Givers

Give gifts to your family and the causes you care about

Your generosity can go further with gifts made through your estate planning.

You can give to charities:

  • indirectly through your Will (learn more Will Power), or

  • directly as a beneficiary of your RRSP, RRIF, TFSA, segregated funds or life insurance

How can you make your charitable gifts go farther?

Canada has unusually generous incentives that too few use.

Consider Noncash Gifts

Gifts via cash, cheque or credit card are convenient. That's fine for small gifts. Larger gifts benefit from planning.

When you sell assets that have grown in value, you're taxed on the gain (e.g., stocks, bonds, mutual funds). This leaves less dollars to donate.
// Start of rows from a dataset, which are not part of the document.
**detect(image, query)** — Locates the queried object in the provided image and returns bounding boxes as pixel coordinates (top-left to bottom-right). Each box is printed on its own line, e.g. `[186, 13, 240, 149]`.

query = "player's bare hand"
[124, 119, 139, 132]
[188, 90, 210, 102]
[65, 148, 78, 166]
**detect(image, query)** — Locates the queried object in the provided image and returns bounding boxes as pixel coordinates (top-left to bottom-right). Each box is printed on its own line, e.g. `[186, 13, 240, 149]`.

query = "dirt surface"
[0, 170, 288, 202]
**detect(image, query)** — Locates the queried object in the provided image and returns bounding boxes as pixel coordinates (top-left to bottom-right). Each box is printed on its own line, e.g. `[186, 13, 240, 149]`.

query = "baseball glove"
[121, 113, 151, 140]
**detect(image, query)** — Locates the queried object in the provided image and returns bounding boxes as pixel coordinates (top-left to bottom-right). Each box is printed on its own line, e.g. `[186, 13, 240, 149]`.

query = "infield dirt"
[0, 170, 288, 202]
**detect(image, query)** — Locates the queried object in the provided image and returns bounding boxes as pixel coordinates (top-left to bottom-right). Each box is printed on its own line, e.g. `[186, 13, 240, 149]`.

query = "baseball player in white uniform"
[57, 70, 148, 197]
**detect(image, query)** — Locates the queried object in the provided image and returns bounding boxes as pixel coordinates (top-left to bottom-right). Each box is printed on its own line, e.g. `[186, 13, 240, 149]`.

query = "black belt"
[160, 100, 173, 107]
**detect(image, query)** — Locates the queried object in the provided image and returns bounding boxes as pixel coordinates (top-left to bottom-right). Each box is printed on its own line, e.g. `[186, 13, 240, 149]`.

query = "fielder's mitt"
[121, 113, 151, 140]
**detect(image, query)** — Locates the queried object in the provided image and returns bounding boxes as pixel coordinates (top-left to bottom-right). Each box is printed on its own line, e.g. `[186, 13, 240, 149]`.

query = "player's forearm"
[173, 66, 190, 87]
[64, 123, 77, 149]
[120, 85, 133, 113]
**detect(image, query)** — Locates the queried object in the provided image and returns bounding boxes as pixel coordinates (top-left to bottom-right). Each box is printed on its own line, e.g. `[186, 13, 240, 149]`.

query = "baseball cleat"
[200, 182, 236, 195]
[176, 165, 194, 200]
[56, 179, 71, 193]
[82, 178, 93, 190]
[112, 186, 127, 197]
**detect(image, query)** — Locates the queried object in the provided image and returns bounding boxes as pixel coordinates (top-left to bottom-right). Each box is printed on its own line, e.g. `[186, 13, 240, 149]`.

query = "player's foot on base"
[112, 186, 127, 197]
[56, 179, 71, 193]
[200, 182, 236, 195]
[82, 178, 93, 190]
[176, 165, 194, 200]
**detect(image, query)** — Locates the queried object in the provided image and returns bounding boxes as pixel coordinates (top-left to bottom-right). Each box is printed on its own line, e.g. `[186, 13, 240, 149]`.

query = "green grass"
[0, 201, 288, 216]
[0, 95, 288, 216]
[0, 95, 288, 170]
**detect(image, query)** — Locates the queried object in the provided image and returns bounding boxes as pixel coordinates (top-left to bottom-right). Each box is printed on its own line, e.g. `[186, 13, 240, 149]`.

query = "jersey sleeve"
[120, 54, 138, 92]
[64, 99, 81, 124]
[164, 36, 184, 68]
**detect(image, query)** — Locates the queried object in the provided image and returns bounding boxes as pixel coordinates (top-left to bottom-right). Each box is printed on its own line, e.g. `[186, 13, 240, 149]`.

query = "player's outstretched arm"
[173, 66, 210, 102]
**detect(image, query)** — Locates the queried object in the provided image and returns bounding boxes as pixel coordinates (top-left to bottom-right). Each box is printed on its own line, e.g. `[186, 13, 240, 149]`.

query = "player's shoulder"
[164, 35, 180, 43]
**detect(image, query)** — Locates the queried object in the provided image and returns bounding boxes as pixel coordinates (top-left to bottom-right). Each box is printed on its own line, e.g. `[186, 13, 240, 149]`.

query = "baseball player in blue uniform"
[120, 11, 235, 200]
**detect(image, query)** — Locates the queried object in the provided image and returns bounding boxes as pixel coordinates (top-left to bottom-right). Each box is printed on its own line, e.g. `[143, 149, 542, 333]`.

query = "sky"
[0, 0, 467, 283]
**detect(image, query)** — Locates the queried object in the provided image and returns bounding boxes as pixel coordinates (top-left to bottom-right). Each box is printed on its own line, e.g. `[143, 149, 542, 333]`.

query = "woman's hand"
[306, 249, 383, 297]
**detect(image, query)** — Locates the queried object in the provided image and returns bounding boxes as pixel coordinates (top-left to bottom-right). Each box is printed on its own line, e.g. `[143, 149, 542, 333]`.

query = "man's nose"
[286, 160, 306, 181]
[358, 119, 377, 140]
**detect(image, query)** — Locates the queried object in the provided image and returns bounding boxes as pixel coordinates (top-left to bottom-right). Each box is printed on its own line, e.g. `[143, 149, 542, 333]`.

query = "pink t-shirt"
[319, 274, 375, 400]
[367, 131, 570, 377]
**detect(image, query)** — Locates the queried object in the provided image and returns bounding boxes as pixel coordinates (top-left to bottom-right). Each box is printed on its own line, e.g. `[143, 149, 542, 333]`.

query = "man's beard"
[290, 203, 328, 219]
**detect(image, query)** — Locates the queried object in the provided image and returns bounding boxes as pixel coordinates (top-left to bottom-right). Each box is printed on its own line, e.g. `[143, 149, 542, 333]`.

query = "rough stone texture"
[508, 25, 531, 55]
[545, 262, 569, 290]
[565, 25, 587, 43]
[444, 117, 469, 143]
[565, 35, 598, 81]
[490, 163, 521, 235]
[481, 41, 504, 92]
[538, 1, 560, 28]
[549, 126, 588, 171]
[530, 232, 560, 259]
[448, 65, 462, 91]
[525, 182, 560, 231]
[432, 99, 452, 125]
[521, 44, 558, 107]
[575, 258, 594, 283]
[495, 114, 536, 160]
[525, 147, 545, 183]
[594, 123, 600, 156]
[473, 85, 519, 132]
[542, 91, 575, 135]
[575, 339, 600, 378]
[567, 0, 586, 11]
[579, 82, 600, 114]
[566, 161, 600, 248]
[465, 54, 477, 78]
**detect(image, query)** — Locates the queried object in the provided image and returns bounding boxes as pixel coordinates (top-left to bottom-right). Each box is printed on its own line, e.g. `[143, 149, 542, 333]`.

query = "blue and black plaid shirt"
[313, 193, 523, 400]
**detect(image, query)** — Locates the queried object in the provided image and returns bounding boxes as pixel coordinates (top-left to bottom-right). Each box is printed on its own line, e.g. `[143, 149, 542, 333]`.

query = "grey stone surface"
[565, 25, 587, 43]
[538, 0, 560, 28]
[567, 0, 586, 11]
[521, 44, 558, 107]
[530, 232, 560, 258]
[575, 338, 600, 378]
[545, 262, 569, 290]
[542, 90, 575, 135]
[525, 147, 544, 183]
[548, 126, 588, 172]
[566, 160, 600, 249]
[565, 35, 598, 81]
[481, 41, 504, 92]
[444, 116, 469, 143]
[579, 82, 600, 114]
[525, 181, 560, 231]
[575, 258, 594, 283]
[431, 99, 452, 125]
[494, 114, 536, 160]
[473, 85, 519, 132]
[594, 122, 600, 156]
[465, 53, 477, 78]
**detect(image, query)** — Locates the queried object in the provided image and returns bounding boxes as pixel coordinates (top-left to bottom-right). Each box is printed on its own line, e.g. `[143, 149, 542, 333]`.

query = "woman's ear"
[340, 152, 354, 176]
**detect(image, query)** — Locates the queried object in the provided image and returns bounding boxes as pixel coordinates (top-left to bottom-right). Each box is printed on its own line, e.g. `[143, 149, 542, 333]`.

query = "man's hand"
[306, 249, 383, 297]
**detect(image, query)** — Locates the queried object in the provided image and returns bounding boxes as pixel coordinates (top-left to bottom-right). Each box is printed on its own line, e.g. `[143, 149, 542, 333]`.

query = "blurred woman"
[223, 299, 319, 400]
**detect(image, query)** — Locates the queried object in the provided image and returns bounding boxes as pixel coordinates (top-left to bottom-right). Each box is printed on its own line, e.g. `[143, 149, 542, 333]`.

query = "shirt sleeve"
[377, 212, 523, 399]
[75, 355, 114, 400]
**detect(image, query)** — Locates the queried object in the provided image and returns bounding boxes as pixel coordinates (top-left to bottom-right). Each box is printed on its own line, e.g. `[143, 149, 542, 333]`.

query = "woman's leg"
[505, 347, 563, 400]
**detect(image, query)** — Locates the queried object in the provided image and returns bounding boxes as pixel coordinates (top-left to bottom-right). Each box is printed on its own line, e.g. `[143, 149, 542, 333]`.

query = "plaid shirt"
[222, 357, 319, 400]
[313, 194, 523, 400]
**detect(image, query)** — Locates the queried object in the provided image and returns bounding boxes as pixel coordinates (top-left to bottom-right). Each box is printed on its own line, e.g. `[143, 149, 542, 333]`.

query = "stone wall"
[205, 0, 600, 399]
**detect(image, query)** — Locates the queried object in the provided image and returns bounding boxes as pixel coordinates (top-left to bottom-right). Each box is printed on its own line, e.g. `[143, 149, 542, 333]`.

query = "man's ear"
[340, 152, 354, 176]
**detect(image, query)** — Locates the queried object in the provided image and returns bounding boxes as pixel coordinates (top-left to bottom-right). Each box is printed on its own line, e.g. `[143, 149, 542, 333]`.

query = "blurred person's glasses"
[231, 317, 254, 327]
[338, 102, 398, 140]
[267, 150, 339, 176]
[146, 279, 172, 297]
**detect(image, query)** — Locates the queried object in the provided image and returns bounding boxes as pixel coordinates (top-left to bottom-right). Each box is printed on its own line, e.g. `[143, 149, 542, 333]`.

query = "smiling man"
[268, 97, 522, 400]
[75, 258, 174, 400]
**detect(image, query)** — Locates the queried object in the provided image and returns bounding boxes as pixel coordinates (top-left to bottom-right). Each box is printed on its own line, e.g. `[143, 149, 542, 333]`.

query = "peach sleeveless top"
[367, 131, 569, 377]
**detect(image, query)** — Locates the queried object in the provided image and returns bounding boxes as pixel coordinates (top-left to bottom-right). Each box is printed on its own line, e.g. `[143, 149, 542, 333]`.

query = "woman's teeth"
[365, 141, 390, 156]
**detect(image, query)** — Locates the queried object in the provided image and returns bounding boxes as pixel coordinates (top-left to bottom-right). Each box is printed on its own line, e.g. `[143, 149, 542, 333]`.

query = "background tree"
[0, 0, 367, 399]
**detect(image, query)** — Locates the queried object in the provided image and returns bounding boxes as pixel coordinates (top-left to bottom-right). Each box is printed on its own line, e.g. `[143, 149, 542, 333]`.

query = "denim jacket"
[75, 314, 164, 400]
There's another way. If you donate the asset the charity sells it. As a result:

  • You get a tax receipt for the fair market value of your gift after the charity sells the asset, and

  • You eliminate all the tax on the capital gain

Your gift costs less than selling the asset and donating the cash.

Consider Gifts At Death

The biggest tax bill for many Canadians occurs at death (or the second death, in the case of a couple). This is also when charitable gifts provide the biggest tax savings. The donations can be 100% of net income for two tax returns: the year of death and the year preceding death. Unused amounts can be used up to 75% of net income for the following three years.

In contrast, a gift made while alive is limited to 75% of net income in the year given. Unused amounts can be carried forward and used during the following give years.

Consider A Donor-Advised Fund

You have have many accounts: savings account, chequing account, investment account, Tax Free Savings Account, retirement savings account (RRSP). Why not a flexible vehicle solely for giving? This is called a Donor-Advised Fund (DAF).

Your Donor-Advised Fund lets you separate giving from granting:

  • Giving: decide how much to contribute, when to contribute, how to invest

  • Granting: decide on the charities, how much to grant and when to grant. In the meantime, the assets in your DAF grow tax-free.

You can setup a Donor-Advised Fund through your

  • Investment Advisor

    • Knows you

    • Manages your other investments

    • Helps you understand how much you can give afford to give through your ongoing financial planning

  • Community Foundation

    • Knows the local issues

    • Often manages the investments for you

Involve Your Family

If you would like to involve your family, you can setup a giving account (a donor-advised fund).

You can enable your family to direct where to make gifts by setting a giving account (a donor-advised fund). This gives more flexibility

Explore How Life Insurance Helps

Create Gifts
With Life Insurance

Small, affordable premiums for permanent life insurance create a large death benefit.

When the charity is the policyowner and beneficiary, the donations you make for the premiums give you a tax receipt.

The tax savings further reduce the cost of your gift. The premiums can end in 10 or 20 years.

Replace Gifts
With Life Insurance

If you're making a sizable donation now, you're having impact now but losing the donated assets and future growth on them.

You can allocate the tax dollars saved towards permanent life insurance. Here the face amount matches the amount of your gift and the death benefit is structured to increase each year.

Example: replace a charitable gift of $1,000,000 (or $100,000 a year for 10 years) with $1,000,000 of life insurance and fund the premiums with the tax savings — $500,000 if your marginal tax rate is 50%.

Reduce Taxes
With Life Insurance

Some or all of the death benefit from your life insurance can go to charities or your giving account.

You maintain full control and can change your beneficiaries.

You also create a large donation to help with the large tax bill at death.